The real culprit is the explosion of streaming. People can see thousands of movies from the comfort of their home and laptop now. There has to be a special reason to go to the theater — and the MCU, with its giant explosions and computer graphics and ongoing serialized narrative rushing to the next plot twist, gets butts in seats. Everything else gets pushed toward the little screen.
That may enrage (almost entirely male) directors who made their careers seeing their work bigger than life. But I think it’s been a huge boon for women. Television requires less capital investment than film, and perhaps for that reason it’s always been at least a little more accessible to women directors.
In 1997-98, women comprised 8% of directors in broadcast television. That’s dismal but more than twice as high as the number of female film directors of the same era. In 2017-18, women made up 19% of directors on broadcast television — again, significantly higher than film numbers.

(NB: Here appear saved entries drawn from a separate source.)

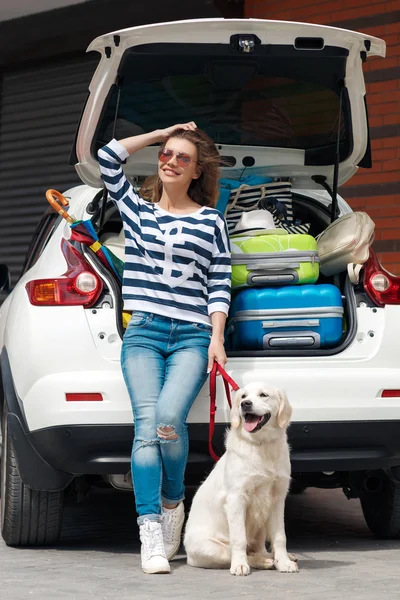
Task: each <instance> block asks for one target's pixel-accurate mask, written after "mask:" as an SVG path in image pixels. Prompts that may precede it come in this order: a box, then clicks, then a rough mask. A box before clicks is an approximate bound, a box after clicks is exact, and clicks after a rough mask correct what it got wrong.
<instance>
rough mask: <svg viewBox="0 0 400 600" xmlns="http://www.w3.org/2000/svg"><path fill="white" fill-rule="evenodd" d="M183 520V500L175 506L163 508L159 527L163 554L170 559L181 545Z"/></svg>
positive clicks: (175, 553) (184, 516)
mask: <svg viewBox="0 0 400 600" xmlns="http://www.w3.org/2000/svg"><path fill="white" fill-rule="evenodd" d="M184 520H185V508H184V505H183V502H179V504H178V506H177V507H176V508H164V507H163V509H162V515H161V528H162V533H163V539H164V548H165V554H166V556H167V559H168V560H171V558H173V557H174V556H175V554H176V553H177V552H178V550H179V546H180V545H181V533H182V527H183V522H184Z"/></svg>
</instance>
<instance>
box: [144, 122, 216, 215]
mask: <svg viewBox="0 0 400 600" xmlns="http://www.w3.org/2000/svg"><path fill="white" fill-rule="evenodd" d="M171 138H180V139H183V140H188V142H191V143H192V144H194V146H196V148H197V164H198V167H199V169H200V170H201V175H200V177H199V178H198V179H193V180H192V182H191V184H190V185H189V189H188V196H189V197H190V198H191V199H192V200H193V201H194V202H197V204H200V205H201V206H211V207H212V208H215V206H216V204H217V200H218V194H219V192H218V178H219V166H220V156H219V153H218V150H217V147H216V145H215V144H214V142H213V140H212V139H211V138H210V137H209V136H208V135H207V134H206V133H205V132H204V131H202V130H201V129H196V130H195V131H187V130H186V129H175V131H173V132H172V133H171V135H170V136H169V138H168V139H171ZM166 143H167V140H166V141H165V142H164V143H163V145H162V146H161V148H164V147H165V144H166ZM162 191H163V183H162V181H161V179H160V177H159V175H158V173H156V174H155V175H152V176H151V177H148V178H147V179H146V181H144V183H143V185H142V186H141V188H140V190H139V193H140V195H141V196H142V198H144V199H145V200H147V201H149V202H159V200H160V198H161V194H162Z"/></svg>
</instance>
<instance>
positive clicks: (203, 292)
mask: <svg viewBox="0 0 400 600" xmlns="http://www.w3.org/2000/svg"><path fill="white" fill-rule="evenodd" d="M156 142H163V144H162V146H161V149H160V150H159V153H158V159H159V160H158V172H157V175H156V176H154V177H153V178H150V180H148V181H147V182H145V185H144V187H143V188H142V190H141V193H142V196H144V198H143V197H141V196H139V195H138V194H136V193H135V191H134V189H133V187H132V185H131V184H130V183H129V182H128V181H127V179H126V177H125V175H124V172H123V170H122V168H121V163H122V162H124V161H125V160H126V159H127V158H128V156H129V155H130V154H133V153H134V152H137V151H138V150H140V149H142V148H144V147H146V146H149V145H150V144H154V143H156ZM98 155H99V164H100V169H101V173H102V178H103V180H104V182H105V185H106V186H107V188H108V191H109V193H110V196H111V198H112V199H113V200H114V201H115V202H116V204H117V206H118V208H119V210H120V212H121V215H122V220H123V225H124V233H125V270H124V280H123V289H122V295H123V299H124V310H127V311H131V312H132V316H131V319H130V322H129V325H128V327H127V330H126V332H125V336H124V339H123V344H122V354H121V364H122V371H123V375H124V379H125V382H126V385H127V388H128V392H129V396H130V399H131V402H132V409H133V415H134V421H135V439H134V442H133V449H132V477H133V485H134V490H135V499H136V509H137V512H138V515H139V517H138V525H139V528H140V539H141V542H142V547H141V558H142V569H143V571H144V572H145V573H168V572H169V571H170V566H169V562H168V560H169V559H171V558H172V557H173V556H174V555H175V554H176V553H177V551H178V549H179V545H180V537H181V530H182V526H183V521H184V507H183V498H184V489H185V488H184V473H185V467H186V462H187V455H188V437H187V426H186V418H187V415H188V413H189V410H190V407H191V406H192V404H193V402H194V400H195V398H196V396H197V395H198V393H199V391H200V389H201V388H202V386H203V385H204V383H205V381H206V379H207V374H208V373H209V372H210V370H211V368H212V364H213V362H214V360H217V361H218V362H219V363H220V364H221V365H223V366H224V365H225V364H226V354H225V350H224V327H225V321H226V316H227V313H228V310H229V302H230V271H231V266H230V265H231V263H230V251H229V240H228V233H227V228H226V224H225V221H224V219H223V217H222V216H221V214H220V213H219V212H218V211H217V210H215V208H214V207H215V204H216V201H217V197H218V173H219V168H218V165H219V155H218V151H217V149H216V147H215V144H214V142H213V141H212V140H211V139H210V138H209V137H208V136H207V135H206V134H205V133H204V132H203V131H201V130H199V129H197V127H196V124H195V123H193V122H191V123H186V124H184V125H175V126H173V127H168V128H167V129H163V130H157V131H153V132H151V133H146V134H143V135H137V136H134V137H130V138H126V139H124V140H121V141H120V142H117V141H116V140H112V141H111V142H110V143H109V144H107V146H105V147H104V148H102V149H101V150H100V151H99V154H98Z"/></svg>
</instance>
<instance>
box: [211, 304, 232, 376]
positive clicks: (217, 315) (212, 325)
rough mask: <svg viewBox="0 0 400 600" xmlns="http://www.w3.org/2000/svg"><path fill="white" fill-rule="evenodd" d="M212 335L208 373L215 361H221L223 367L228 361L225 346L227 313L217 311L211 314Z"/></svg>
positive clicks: (212, 367) (213, 364)
mask: <svg viewBox="0 0 400 600" xmlns="http://www.w3.org/2000/svg"><path fill="white" fill-rule="evenodd" d="M211 323H212V336H211V341H210V345H209V347H208V367H207V373H211V369H212V368H213V365H214V361H216V362H217V363H219V364H220V365H221V367H225V365H226V363H227V360H228V359H227V358H226V352H225V348H224V331H225V323H226V314H225V313H223V312H219V311H216V312H214V313H212V315H211Z"/></svg>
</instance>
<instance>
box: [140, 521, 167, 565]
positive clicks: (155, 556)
mask: <svg viewBox="0 0 400 600" xmlns="http://www.w3.org/2000/svg"><path fill="white" fill-rule="evenodd" d="M139 533H140V541H141V542H142V547H141V550H140V554H141V558H142V569H143V573H169V572H170V566H169V562H168V560H167V558H166V556H165V548H164V542H163V536H162V530H161V523H158V522H157V521H149V519H145V520H144V523H143V525H140V527H139Z"/></svg>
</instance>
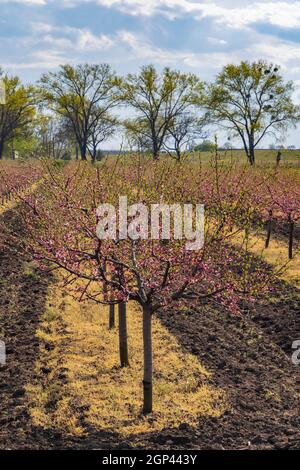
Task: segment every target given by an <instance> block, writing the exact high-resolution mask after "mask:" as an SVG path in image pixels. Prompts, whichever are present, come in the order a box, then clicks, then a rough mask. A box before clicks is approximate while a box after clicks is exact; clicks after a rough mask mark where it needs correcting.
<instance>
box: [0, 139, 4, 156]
mask: <svg viewBox="0 0 300 470" xmlns="http://www.w3.org/2000/svg"><path fill="white" fill-rule="evenodd" d="M3 148H4V144H3V141H2V140H0V160H1V159H2V157H3Z"/></svg>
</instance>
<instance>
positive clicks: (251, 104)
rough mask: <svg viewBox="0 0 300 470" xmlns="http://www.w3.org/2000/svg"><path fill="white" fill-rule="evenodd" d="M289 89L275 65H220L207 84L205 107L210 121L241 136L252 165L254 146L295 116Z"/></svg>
mask: <svg viewBox="0 0 300 470" xmlns="http://www.w3.org/2000/svg"><path fill="white" fill-rule="evenodd" d="M293 91H294V85H293V83H292V82H284V80H283V78H282V76H281V75H280V73H279V68H278V67H277V66H275V65H273V64H268V63H267V62H265V61H258V62H253V63H249V62H241V63H240V64H239V65H232V64H230V65H227V66H226V67H224V69H223V70H222V72H221V73H220V74H219V75H218V76H217V78H216V80H215V82H214V83H213V84H210V85H208V87H207V96H206V98H205V107H206V109H207V111H208V116H209V118H210V121H211V122H213V123H218V124H220V125H221V126H222V127H223V128H225V129H226V130H227V131H229V132H230V133H231V134H232V135H233V136H234V137H235V136H238V137H240V138H241V140H242V142H243V146H244V149H245V152H246V155H247V158H248V160H249V163H250V164H251V165H253V164H254V163H255V148H256V147H257V145H258V144H259V143H260V142H261V141H262V139H263V138H264V137H265V136H266V135H270V134H271V135H273V136H277V135H278V134H280V135H282V134H284V133H285V132H286V131H287V129H288V128H289V127H290V126H292V125H295V123H296V122H297V120H299V115H300V112H299V106H296V105H295V104H294V103H293V101H292V93H293ZM201 104H203V103H201Z"/></svg>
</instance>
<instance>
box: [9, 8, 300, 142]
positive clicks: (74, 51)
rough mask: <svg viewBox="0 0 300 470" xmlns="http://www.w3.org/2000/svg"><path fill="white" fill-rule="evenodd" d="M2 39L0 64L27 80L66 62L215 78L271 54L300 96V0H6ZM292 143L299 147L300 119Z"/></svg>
mask: <svg viewBox="0 0 300 470" xmlns="http://www.w3.org/2000/svg"><path fill="white" fill-rule="evenodd" d="M0 41H1V42H0V66H2V68H4V69H5V70H6V71H8V72H10V73H14V74H18V75H19V76H20V77H21V78H22V79H23V80H24V81H25V82H26V83H29V82H34V81H36V80H38V79H39V77H40V75H41V74H42V73H43V72H46V71H48V70H52V71H53V70H55V69H57V67H58V66H59V64H62V63H72V64H77V63H81V62H92V63H100V62H107V63H109V64H111V66H112V68H113V69H114V70H115V71H116V72H117V73H119V74H124V75H125V74H126V73H129V72H130V73H131V72H138V70H139V68H140V67H141V65H144V64H149V63H152V64H154V65H156V66H157V67H158V69H162V68H163V67H164V66H170V67H172V68H174V69H180V70H182V71H186V72H193V73H196V74H198V75H199V77H200V78H201V79H203V80H213V78H214V77H215V76H216V74H217V73H218V72H219V71H220V70H221V69H222V67H223V66H224V65H225V64H227V63H238V62H240V61H241V60H249V61H252V60H258V59H265V60H268V61H271V62H273V63H276V64H278V65H279V66H280V67H281V73H282V74H283V76H284V77H285V79H286V80H293V81H294V82H295V85H296V92H295V96H294V99H295V101H296V102H299V103H300V0H299V1H294V0H286V1H284V0H254V1H252V0H248V1H247V0H211V1H210V0H204V1H196V0H191V1H190V0H0ZM265 143H266V144H267V143H269V141H266V142H265ZM286 143H287V144H290V145H296V146H298V147H300V128H299V127H298V129H296V130H294V131H291V132H290V134H289V137H288V139H287V141H286Z"/></svg>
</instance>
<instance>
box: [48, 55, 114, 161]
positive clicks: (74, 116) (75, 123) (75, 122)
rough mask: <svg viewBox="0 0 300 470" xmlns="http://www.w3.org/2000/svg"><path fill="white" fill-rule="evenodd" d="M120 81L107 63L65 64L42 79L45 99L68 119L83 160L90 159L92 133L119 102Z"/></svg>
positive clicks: (61, 115)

In 2021-22, the number was still only 18%. But in streaming, women totaled 29% of directors.
Streaming has blurred the line between television and film work. Like actors, directors now go back and forth between the two mediums. Scorsese may gnash his teeth because “The Irishman” ended up on Netflix. But the fact that the walls between platforms have been lowered is no doubt part of what’s enabled so many women to build connections and resumés that allow them to vault over what were, not so long ago, impassable barriers for half of humanity.
Movies change, and every era has fans and detractors, strengths and weaknesses. But the simple fact is that the unprecedented transformation of cinema right now has nothing to do with whether Marvel star Chris Evans counts as a movie star, and precious little to do with the ego of Tarantino or any other male film director who spent the bulk of their careers indifferent to the rampant sexism of their industry. We are living in the Golden Age of women’s cinema. All you have to do to see it is open your eyes.